Read CSV with Specific Delimiter#
CSV files can come with different delimiters like commas (,
), semicolons (;
), or tabs (\t
). Pandas allows you to specify the delimiter when reading these files, which is crucial for correctly parsing the data.
Reading CSV with Semicolon Delimiter#
Suppose you have a CSV file filename.csv
with the following content:
Name;Age;City
Alice;30;New York
Bob;25;Los Angeles
Charlie;35;Chicago
To read this CSV file into a DataFrame using Pandas, specify the semicolon as the delimiter:
import pandas as pd
# Reading a CSV file with semicolon delimiter
df = pd.read_csv('filename.csv', delimiter = ';')
print(df)
Result:
Name Age City
0 Alice 30 New York
1 Bob 25 Los Angeles
2 Charlie 35 Chicago
Reading CSV with Tab Delimiter#
If the CSV file uses tabs as delimiters, here’s how you might see the file and read it:
File content (filename_tab.csv
):
Name Age City
Alice 30 New York
Bob 25 Los Angeles
Charlie 35 Chicago
To read this file:
# Reading a CSV file with tab delimiter
df_tab = pd.read_csv('filename_tab.csv', delimiter = '\t')
print(df_tab)
Result:
Name Age City
0 Alice 30 New York
1 Bob 25 Los Angeles
2 Charlie 35 Chicago
Writing to JSON#
Writing data to JSON format can be useful for web applications and APIs.
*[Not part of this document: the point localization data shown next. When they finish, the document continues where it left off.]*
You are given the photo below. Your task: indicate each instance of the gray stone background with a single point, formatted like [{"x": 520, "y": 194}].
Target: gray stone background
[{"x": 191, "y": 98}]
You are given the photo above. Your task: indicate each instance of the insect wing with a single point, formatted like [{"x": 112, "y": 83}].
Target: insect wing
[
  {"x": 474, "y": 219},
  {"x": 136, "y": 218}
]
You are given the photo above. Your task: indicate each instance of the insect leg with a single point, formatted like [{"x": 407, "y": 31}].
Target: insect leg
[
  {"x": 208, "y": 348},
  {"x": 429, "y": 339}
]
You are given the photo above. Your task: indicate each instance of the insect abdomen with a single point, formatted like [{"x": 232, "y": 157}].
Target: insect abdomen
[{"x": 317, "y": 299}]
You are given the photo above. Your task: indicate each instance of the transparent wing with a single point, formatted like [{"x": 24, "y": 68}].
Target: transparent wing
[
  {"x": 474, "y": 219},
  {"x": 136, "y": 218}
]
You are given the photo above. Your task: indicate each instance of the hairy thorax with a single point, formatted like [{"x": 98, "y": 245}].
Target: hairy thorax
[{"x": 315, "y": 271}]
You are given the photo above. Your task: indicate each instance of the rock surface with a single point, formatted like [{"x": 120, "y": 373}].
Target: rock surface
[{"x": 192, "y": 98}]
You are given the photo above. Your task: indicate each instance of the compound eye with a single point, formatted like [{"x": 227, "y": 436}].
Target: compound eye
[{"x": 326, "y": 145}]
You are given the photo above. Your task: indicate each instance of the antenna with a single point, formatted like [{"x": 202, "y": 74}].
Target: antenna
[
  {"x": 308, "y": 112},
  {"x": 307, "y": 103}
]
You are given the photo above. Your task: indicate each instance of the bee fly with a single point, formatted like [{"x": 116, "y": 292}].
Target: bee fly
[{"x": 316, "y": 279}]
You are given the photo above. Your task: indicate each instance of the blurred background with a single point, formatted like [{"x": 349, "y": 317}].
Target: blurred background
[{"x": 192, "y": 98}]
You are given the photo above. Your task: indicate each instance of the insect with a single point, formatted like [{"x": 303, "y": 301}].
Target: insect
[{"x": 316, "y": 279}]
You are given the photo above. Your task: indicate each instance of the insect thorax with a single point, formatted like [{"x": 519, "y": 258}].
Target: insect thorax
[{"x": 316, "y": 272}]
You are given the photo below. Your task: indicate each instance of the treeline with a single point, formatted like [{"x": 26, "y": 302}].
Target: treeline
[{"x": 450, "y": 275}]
Here's how to write a DataFrame to a JSON file:
# DataFrame to write to JSON
df.to_json('filename.json')
Assuming df
contains the previous data, the JSON file filename.json
would look like this:
{"Name":{"0":"Alice","1":"Bob","2":"Charlie"},"Age":{"0":30,"1":25,"2":35},"City":{"0":"New York","1":"Los Angeles","2":"Chicago"}}
This format is known as 'column-oriented' JSON. Pandas also supports other JSON orientations which can be specified using the orient
parameter.
These advanced file handling techniques ensure that you can work with a wide range of file formats and configurations, facilitating data sharing and integration across different systems and applications.